Feedback mechanism Every output includes a way to report errors. Reports of significant inaccuracies are reviewed by our team within 5 business days and used to improve prompt quality.
🔒

No automated enforcement or gating CyberStackHub AI outputs are never used to automatically block, approve, deny, or score users for any purpose beyond the immediate report. No downstream systems consume our scores automatically.

7. Your Rights

Under the EU AI Act and GDPR, you have the following rights in relation to CyberStackHub AI systems:

Right to transparency: You have the right to know you are interacting with an AI system. We inform you before and after every AI interaction. This page provides full technical disclosure.
Right to explanation: You can request an explanation of how any specific output was generated. Email privacy@cyberstackhub.ai with your session ID.
Right to human review: If you believe an AI output is inaccurate or has materially harmed you, you can request human review of the methodology. We will respond within 10 business days.
Right to deletion: You can request deletion of all AI-generated outputs and the inputs used to generate them. Submit requests to privacy@cyberstackhub.ai.

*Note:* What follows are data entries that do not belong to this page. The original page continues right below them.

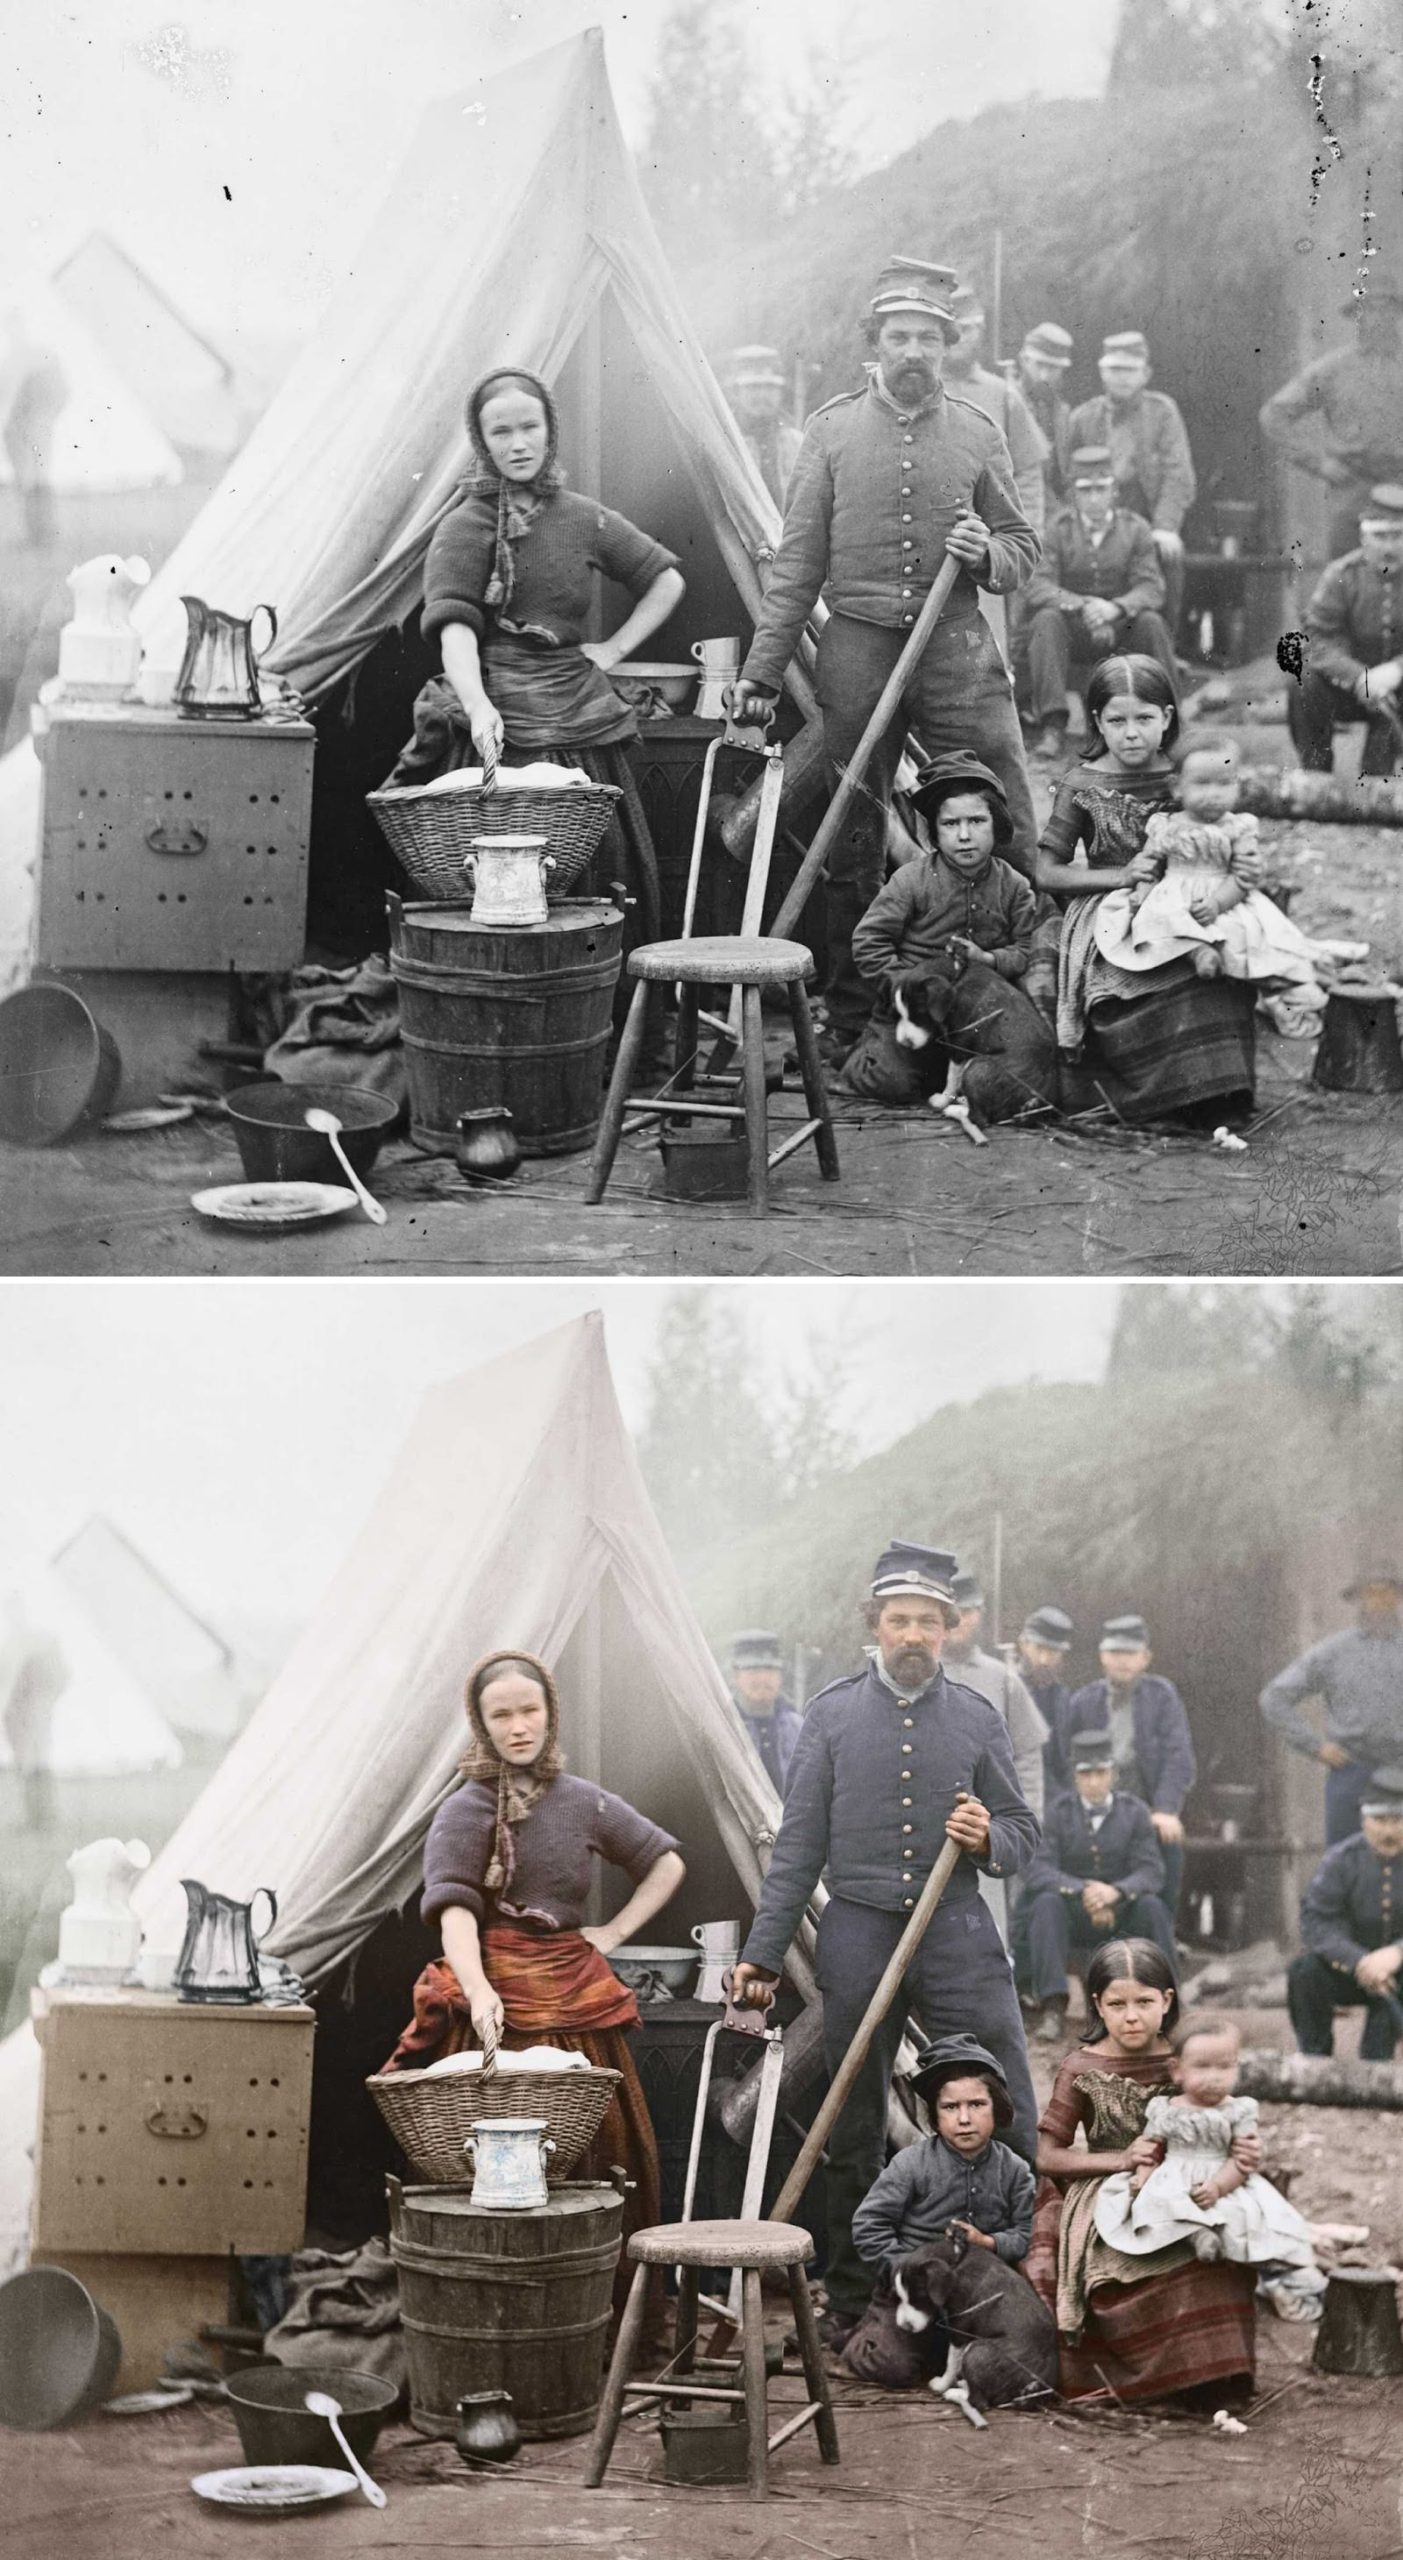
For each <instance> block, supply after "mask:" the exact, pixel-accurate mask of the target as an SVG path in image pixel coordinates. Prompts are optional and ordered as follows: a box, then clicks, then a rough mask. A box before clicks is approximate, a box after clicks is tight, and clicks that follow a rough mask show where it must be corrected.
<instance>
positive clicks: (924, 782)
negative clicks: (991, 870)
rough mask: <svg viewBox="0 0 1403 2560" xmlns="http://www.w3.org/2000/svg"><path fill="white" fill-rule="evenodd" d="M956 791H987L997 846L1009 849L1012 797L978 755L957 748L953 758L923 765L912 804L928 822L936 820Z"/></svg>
mask: <svg viewBox="0 0 1403 2560" xmlns="http://www.w3.org/2000/svg"><path fill="white" fill-rule="evenodd" d="M952 791H986V794H988V809H991V817H993V842H996V845H1009V842H1011V837H1014V819H1011V817H1009V796H1006V791H1004V783H1001V781H998V776H996V773H991V771H988V765H981V760H978V755H973V753H970V750H968V748H955V753H952V755H934V758H932V760H929V765H922V771H919V773H917V781H914V786H911V801H914V806H917V809H919V812H922V817H924V819H934V817H937V812H940V804H942V801H945V799H950V794H952Z"/></svg>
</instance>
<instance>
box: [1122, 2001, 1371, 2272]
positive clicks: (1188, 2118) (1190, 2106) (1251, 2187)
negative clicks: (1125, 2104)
mask: <svg viewBox="0 0 1403 2560" xmlns="http://www.w3.org/2000/svg"><path fill="white" fill-rule="evenodd" d="M1170 2043H1173V2048H1175V2058H1173V2063H1170V2079H1173V2084H1175V2097H1152V2099H1150V2107H1147V2112H1144V2132H1147V2138H1150V2140H1152V2143H1162V2145H1165V2156H1162V2161H1160V2163H1157V2168H1134V2171H1116V2173H1114V2176H1109V2179H1103V2181H1101V2191H1098V2196H1096V2230H1098V2232H1101V2237H1103V2240H1106V2243H1109V2245H1111V2248H1119V2250H1124V2253H1126V2255H1129V2258H1137V2255H1144V2253H1150V2250H1157V2248H1167V2245H1170V2243H1173V2240H1188V2243H1191V2248H1193V2250H1196V2255H1198V2258H1231V2260H1234V2263H1237V2266H1255V2268H1260V2289H1262V2294H1265V2299H1267V2301H1270V2307H1272V2309H1275V2312H1280V2317H1283V2319H1319V2317H1321V2299H1324V2289H1326V2281H1324V2276H1321V2271H1319V2266H1316V2255H1313V2248H1311V2232H1308V2227H1306V2222H1303V2220H1301V2214H1298V2212H1295V2207H1293V2204H1288V2202H1285V2196H1283V2194H1280V2191H1278V2189H1275V2186H1272V2181H1270V2179H1262V2176H1255V2173H1247V2171H1244V2168H1239V2166H1237V2161H1234V2158H1231V2145H1234V2140H1237V2138H1239V2135H1244V2132H1257V2099H1252V2097H1234V2086H1237V2061H1239V2035H1237V2028H1231V2025H1229V2022H1226V2020H1219V2017H1185V2020H1183V2022H1180V2025H1178V2028H1175V2030H1173V2035H1170Z"/></svg>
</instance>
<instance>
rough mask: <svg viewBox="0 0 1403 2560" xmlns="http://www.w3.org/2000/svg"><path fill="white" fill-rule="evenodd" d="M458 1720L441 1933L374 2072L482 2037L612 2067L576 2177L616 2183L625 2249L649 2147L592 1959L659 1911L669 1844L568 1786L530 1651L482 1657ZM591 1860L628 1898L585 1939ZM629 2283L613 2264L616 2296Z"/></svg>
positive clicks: (652, 2134) (647, 2161)
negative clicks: (619, 1871) (626, 1876)
mask: <svg viewBox="0 0 1403 2560" xmlns="http://www.w3.org/2000/svg"><path fill="white" fill-rule="evenodd" d="M466 1710H469V1728H471V1741H469V1751H466V1756H463V1761H461V1769H463V1784H461V1787H458V1789H456V1795H451V1797H448V1800H445V1802H443V1805H440V1807H438V1812H435V1818H433V1823H430V1833H428V1843H425V1892H422V1915H425V1920H438V1925H440V1930H443V1964H430V1966H425V1971H422V1974H420V1979H417V1984H415V2022H412V2025H410V2028H407V2030H405V2035H402V2038H399V2043H397V2048H394V2053H392V2058H389V2063H387V2071H417V2068H422V2066H425V2063H430V2061H438V2058H440V2056H443V2053H461V2051H463V2048H466V2045H474V2043H484V2040H486V2035H489V2033H492V2035H497V2040H499V2043H502V2045H507V2051H520V2048H522V2045H561V2048H563V2051H573V2053H586V2056H589V2061H591V2063H599V2066H602V2068H607V2071H620V2074H622V2081H620V2089H617V2092H614V2102H612V2107H609V2115H607V2117H604V2122H602V2127H599V2132H597V2138H594V2143H591V2145H589V2150H586V2156H584V2161H581V2163H579V2171H576V2176H581V2179H594V2176H599V2179H602V2176H607V2171H609V2168H612V2166H614V2163H617V2166H622V2168H625V2171H627V2176H630V2179H632V2194H630V2196H627V2202H625V2237H627V2232H632V2230H643V2227H645V2225H650V2222H658V2220H661V2194H658V2145H655V2140H653V2125H650V2120H648V2102H645V2097H643V2086H640V2079H637V2071H635V2063H632V2056H630V2051H627V2030H630V2028H635V2025H637V2002H635V1997H632V1992H627V1989H625V1984H622V1981H620V1979H617V1974H612V1971H609V1966H607V1961H604V1958H607V1956H609V1951H612V1948H617V1946H622V1943H625V1940H627V1938H632V1933H635V1930H640V1928H643V1925H645V1923H648V1920H653V1915H655V1912H661V1910H663V1905H666V1902H671V1897H673V1894H676V1889H678V1884H681V1879H684V1874H686V1866H684V1861H681V1856H678V1843H676V1841H673V1838H671V1833H666V1830H661V1828H658V1825H655V1823H648V1820H645V1815H640V1812H635V1810H632V1805H625V1800H622V1797H617V1795H607V1792H604V1787H594V1784H591V1782H589V1779H581V1777H568V1774H566V1769H563V1761H561V1702H558V1695H556V1682H553V1679H550V1672H548V1669H545V1664H543V1661H538V1659H535V1656H533V1654H509V1651H504V1654H486V1656H484V1659H481V1661H479V1664H476V1669H474V1672H471V1677H469V1690H466ZM594 1859H604V1861H607V1864H612V1866H622V1869H625V1874H627V1876H630V1879H632V1894H630V1900H627V1902H625V1907H622V1910H620V1912H617V1915H614V1917H612V1920H607V1923H604V1925H602V1928H584V1925H581V1923H584V1910H586V1902H589V1887H591V1876H594ZM630 2273H632V2271H630V2266H627V2258H622V2260H620V2276H622V2289H625V2291H627V2281H630Z"/></svg>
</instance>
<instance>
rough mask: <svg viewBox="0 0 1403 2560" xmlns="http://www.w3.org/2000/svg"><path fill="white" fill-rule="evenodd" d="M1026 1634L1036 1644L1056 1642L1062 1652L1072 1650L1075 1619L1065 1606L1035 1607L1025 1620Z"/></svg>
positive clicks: (1061, 1651) (1064, 1652) (1024, 1625)
mask: <svg viewBox="0 0 1403 2560" xmlns="http://www.w3.org/2000/svg"><path fill="white" fill-rule="evenodd" d="M1024 1636H1032V1641H1034V1644H1055V1646H1057V1651H1060V1654H1068V1651H1070V1644H1073V1620H1070V1618H1068V1613H1065V1608H1034V1610H1029V1615H1027V1620H1024Z"/></svg>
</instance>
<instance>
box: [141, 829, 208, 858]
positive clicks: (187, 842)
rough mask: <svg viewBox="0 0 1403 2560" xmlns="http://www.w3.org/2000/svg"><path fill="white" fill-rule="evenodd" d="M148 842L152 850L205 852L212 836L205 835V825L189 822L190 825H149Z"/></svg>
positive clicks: (183, 851) (176, 851) (161, 850)
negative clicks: (183, 825) (154, 825)
mask: <svg viewBox="0 0 1403 2560" xmlns="http://www.w3.org/2000/svg"><path fill="white" fill-rule="evenodd" d="M146 842H148V847H151V852H205V850H207V845H210V837H207V835H205V827H195V824H189V827H148V829H146Z"/></svg>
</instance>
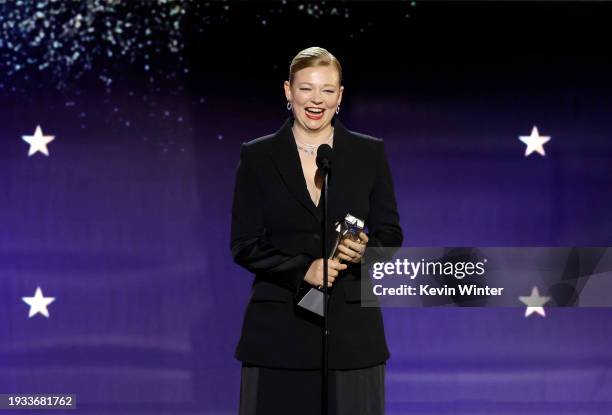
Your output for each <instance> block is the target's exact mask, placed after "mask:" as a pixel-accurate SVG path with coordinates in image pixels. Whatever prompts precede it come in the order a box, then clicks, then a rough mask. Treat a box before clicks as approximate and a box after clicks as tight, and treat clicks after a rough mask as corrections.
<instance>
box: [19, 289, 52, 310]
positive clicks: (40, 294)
mask: <svg viewBox="0 0 612 415" xmlns="http://www.w3.org/2000/svg"><path fill="white" fill-rule="evenodd" d="M21 299H22V300H23V301H24V302H25V303H26V304H28V305H29V306H30V314H29V315H28V318H32V317H33V316H35V315H36V314H38V313H40V314H42V315H43V316H45V317H47V318H49V310H47V306H48V305H49V304H51V303H52V302H53V301H55V297H44V296H43V294H42V290H41V289H40V287H36V293H35V294H34V297H21Z"/></svg>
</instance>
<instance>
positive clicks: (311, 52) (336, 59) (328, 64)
mask: <svg viewBox="0 0 612 415" xmlns="http://www.w3.org/2000/svg"><path fill="white" fill-rule="evenodd" d="M329 65H333V66H335V68H336V70H337V71H338V75H339V79H340V84H342V66H341V65H340V61H338V59H336V57H335V56H334V55H332V54H331V53H330V52H329V51H328V50H327V49H323V48H320V47H318V46H313V47H310V48H306V49H304V50H301V51H300V52H298V54H297V55H295V57H294V58H293V60H292V61H291V65H289V83H290V84H292V83H293V78H294V77H295V74H296V73H297V72H298V71H299V70H301V69H304V68H312V67H315V66H329Z"/></svg>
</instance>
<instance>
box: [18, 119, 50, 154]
mask: <svg viewBox="0 0 612 415" xmlns="http://www.w3.org/2000/svg"><path fill="white" fill-rule="evenodd" d="M22 138H23V141H25V142H26V143H28V144H29V145H30V151H29V152H28V156H32V155H33V154H36V152H38V151H40V152H41V153H43V154H44V155H45V156H48V155H49V150H48V149H47V144H49V143H50V142H51V141H53V140H54V139H55V136H54V135H43V133H42V129H41V128H40V125H38V126H36V131H35V132H34V135H24V136H22Z"/></svg>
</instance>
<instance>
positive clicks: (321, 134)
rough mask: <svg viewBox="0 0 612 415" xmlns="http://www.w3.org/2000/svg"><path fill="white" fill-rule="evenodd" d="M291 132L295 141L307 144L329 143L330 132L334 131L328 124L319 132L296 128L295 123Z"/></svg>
mask: <svg viewBox="0 0 612 415" xmlns="http://www.w3.org/2000/svg"><path fill="white" fill-rule="evenodd" d="M291 130H292V131H293V136H294V137H295V138H296V139H297V140H299V141H302V142H304V143H308V144H323V143H327V142H328V141H329V138H330V137H331V135H332V132H333V131H334V129H333V127H332V125H331V124H329V125H328V126H327V127H325V128H324V129H323V130H321V131H309V130H305V129H304V128H302V127H297V126H296V125H295V123H294V124H293V127H292V128H291Z"/></svg>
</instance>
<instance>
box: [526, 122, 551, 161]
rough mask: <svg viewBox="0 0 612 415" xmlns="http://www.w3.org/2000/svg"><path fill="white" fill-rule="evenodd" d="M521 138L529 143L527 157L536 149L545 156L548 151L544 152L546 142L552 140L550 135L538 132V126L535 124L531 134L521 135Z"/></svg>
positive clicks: (526, 143)
mask: <svg viewBox="0 0 612 415" xmlns="http://www.w3.org/2000/svg"><path fill="white" fill-rule="evenodd" d="M519 140H521V141H522V142H523V143H525V144H527V148H526V149H525V157H527V156H528V155H530V154H531V153H533V152H534V151H536V152H538V153H540V154H541V155H542V156H545V155H546V153H545V152H544V144H546V143H548V142H549V141H550V136H547V135H540V133H539V132H538V127H536V126H534V127H533V129H532V130H531V135H521V136H519Z"/></svg>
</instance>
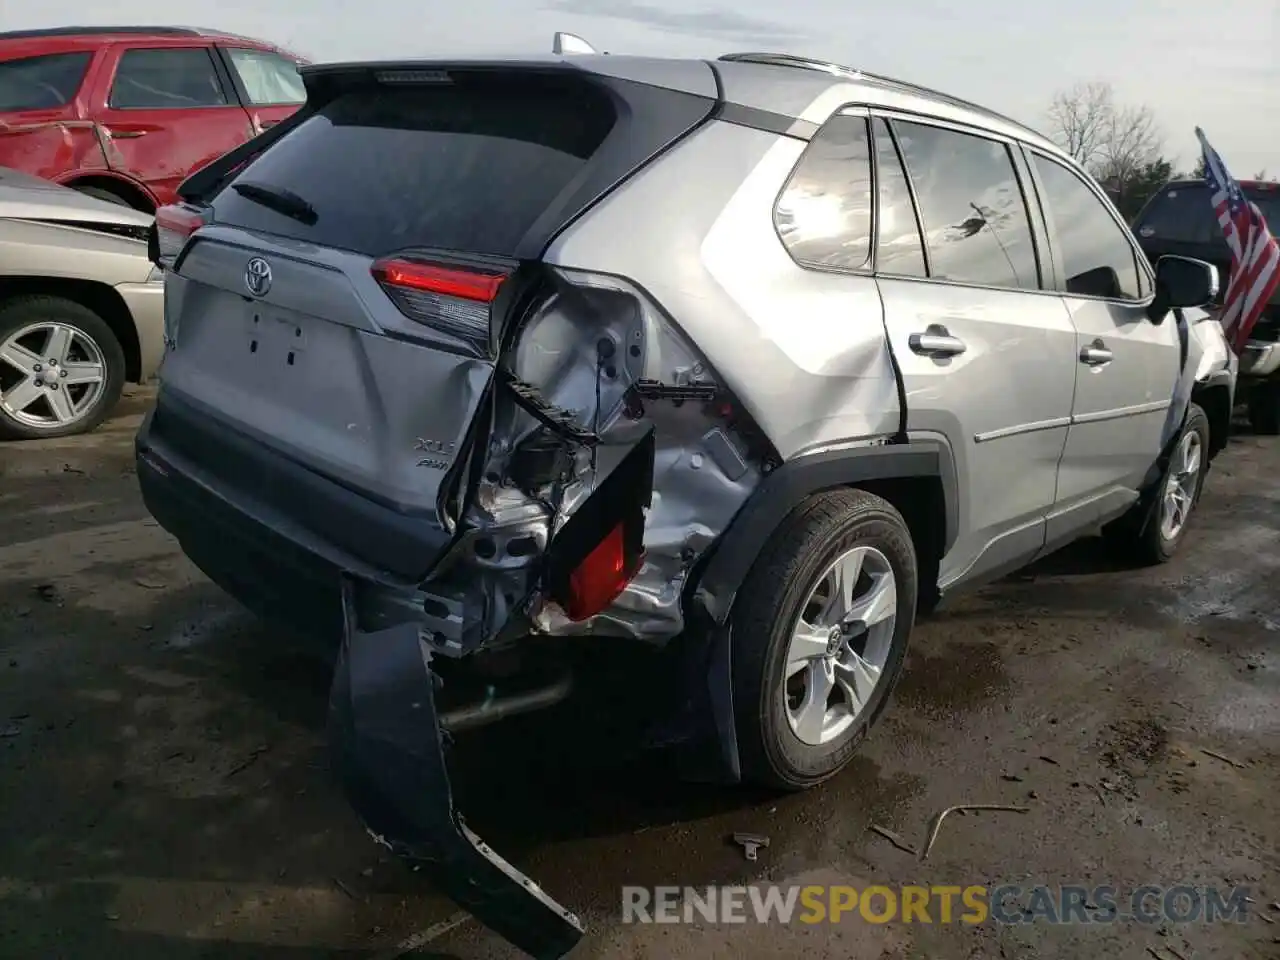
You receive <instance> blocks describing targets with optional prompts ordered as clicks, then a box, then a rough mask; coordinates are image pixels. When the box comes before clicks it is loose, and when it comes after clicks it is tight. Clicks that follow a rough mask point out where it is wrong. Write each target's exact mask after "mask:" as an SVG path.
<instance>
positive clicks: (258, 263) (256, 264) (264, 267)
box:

Requests are processed within 30 days.
Right to object: You may object to your data being processed by AI models. Note that this will prevent you from using AI-powered features, as AI inference is the core service.

8. Contact and Feedback

For questions about this AI transparency documentation, EU AI Act compliance, or to exercise your rights:

Email: privacy@cyberstackhub.ai
Subject line: "AI Transparency / EU AI Act"
Include your account email and session ID (shown on your reports) for faster processing

For general feedback on AI output accuracy: feedback@cyberstackhub.ai

Documentation currency: This page is reviewed and updated quarterly. If you notice outdated information or an inconsistency with our actual practices, please report it so we can correct it promptly. Last review: April 2026.